Dropping Virtual Reality Prices Yields Better Opportunities For Healthcare
By Christine Kern, contributing writer
Hospitals find VR a more affordable option for healthcare professionals.
Virtual Reality Technology (VR) is becoming a more affordable option for hospitals and healthcare professionals as a tool to help patients with conditions ranging from pain management to depression to Alzheimer’s disease, Bloomberg reports.

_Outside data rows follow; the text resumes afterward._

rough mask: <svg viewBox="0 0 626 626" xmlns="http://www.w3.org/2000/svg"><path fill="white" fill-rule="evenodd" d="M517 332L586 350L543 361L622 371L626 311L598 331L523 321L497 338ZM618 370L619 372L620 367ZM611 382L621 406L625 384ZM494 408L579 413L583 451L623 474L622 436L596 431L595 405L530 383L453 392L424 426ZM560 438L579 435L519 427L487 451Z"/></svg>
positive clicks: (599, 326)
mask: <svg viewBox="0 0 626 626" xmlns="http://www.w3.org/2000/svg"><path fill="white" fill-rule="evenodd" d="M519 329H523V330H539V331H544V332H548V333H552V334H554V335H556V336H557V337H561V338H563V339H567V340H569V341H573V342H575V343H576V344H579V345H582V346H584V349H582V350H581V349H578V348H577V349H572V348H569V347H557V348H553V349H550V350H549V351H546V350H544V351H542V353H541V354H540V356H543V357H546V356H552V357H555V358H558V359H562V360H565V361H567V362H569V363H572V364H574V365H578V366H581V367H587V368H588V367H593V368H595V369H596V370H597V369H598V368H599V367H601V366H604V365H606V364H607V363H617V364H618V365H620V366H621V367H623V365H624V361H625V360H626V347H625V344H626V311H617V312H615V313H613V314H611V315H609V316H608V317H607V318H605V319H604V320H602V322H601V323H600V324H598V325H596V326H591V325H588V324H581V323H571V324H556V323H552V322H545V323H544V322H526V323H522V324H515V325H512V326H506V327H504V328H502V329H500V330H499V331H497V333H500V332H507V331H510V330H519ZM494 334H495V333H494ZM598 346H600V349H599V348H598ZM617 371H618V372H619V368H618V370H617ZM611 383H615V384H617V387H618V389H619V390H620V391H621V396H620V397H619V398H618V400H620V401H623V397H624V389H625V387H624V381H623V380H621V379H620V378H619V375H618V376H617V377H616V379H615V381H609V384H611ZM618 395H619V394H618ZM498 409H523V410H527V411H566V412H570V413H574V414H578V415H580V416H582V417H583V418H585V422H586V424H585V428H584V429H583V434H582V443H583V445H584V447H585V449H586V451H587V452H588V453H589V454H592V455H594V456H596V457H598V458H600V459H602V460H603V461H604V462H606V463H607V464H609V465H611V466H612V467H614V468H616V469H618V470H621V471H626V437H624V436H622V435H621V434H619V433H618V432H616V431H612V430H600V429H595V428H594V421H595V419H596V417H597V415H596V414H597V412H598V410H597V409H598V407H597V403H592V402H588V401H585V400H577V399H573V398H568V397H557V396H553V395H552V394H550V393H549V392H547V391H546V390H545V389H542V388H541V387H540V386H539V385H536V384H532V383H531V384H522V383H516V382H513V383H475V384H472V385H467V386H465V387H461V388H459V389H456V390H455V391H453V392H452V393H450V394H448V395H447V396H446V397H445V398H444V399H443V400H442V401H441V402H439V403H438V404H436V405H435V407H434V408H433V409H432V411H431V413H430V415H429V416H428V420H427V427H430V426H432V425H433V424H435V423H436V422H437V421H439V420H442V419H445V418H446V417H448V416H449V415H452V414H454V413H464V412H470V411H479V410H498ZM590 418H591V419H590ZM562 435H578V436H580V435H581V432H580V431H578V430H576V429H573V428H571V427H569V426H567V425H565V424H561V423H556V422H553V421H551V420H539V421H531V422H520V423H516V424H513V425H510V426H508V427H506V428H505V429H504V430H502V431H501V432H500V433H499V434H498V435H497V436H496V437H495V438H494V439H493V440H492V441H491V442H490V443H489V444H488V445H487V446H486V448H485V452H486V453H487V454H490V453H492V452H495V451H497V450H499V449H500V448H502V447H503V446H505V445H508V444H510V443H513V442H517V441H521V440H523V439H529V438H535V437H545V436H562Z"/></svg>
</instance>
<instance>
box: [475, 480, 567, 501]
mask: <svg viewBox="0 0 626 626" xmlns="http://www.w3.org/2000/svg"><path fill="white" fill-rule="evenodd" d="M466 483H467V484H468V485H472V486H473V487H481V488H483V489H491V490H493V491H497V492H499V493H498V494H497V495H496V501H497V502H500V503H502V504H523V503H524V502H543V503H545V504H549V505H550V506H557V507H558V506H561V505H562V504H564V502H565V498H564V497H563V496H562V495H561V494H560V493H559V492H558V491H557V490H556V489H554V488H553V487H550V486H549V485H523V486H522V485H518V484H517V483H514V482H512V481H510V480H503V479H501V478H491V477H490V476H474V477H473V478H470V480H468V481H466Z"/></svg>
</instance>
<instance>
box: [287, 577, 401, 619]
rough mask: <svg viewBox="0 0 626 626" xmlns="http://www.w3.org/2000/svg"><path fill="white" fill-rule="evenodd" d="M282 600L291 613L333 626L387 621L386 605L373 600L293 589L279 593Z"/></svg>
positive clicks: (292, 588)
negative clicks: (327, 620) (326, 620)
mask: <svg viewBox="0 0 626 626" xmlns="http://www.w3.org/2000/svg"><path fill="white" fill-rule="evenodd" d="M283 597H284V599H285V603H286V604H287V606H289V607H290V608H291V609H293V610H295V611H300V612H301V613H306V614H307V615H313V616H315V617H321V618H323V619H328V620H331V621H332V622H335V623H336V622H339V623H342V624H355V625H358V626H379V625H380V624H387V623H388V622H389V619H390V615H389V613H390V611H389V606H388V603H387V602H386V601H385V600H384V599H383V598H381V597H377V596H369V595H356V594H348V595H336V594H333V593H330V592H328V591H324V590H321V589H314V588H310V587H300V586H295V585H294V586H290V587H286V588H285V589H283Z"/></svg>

While the VR approach is still in an experimental stage within the healthcare industry, its use has become easier with the drop in price of the equipment making it a more affordable option for hospitals. In fact, the use of VR may help offset annual hospital care costs, which accounted for about 32 percent of health expenditures in 2014.
According to an SA-Business Research & Consulting Group report, Global Healthcare Virtual Reality & Augmented Reality Systems Market Assessment & Forecast: 2016-2020, the global healthcare virtual and augmented reality hardware market is predicted to grow at a CAGR of 29.2 percent between 2016 and 2020, and accounted for a value share of 43.7 percent.
Another study found VR can be used for robot-assisted surgery, augmented reality (AR) surgery, computer-assisted surgery (CAS), image-guided surgery (IGS), surgical navigation, multi-modality image fusion, medical imaging 3D/4D reconstruction, pre-operative surgical planning, virtual colonoscopy, virtual surgical simulation, virtual reality exposure therapy (VRET), and VR physical rehabilitation and motor skills training. Meanwhile, the clinical and enterprise benefits of healthcare VR technology include improved patient outcomes, reduced medical errors, improved minimally-invasive surgical (MIS) technique, improved physician collaboration in diagnosis, and improved psychological and motor rehabilitation.
Currently, there is a competition to create and provide a dominant VR set, causing prices of hardware to drop, which is good news for hospitals. With the falling prices, the cost of a headset and software is negligible when compared to the associated costs of keeping a patient in the hospital for an extra day (or more). According to Bloomberg, the Oculus Rift Headset retails at $599, while HTC’s Vive costs $799. Additional investment costs include a PC that costs about $999 to run the software.
“Pain is our harm alarm and it does a really good job of getting our attention,” Beth Darnall, a clinical associate professor at Stanford Health Care’s division of pain medicine, told Bloomberg. Stanford has engaged in pilot studies involving VR. According to Darnall, VR, is a psychological tool, like meditation, that can “calm the nervous system, and that dampens the pain processing.”
“We know that relaxation techniques like hypnosis, yoga, and meditation decrease your perception of pain, so VR has a lot of promise, but it’s too early for it to be the standard of care,” said Houman Danesh, director of integrative pain management at Mount Sinai Hospital in New York. “It’s a very young technology.”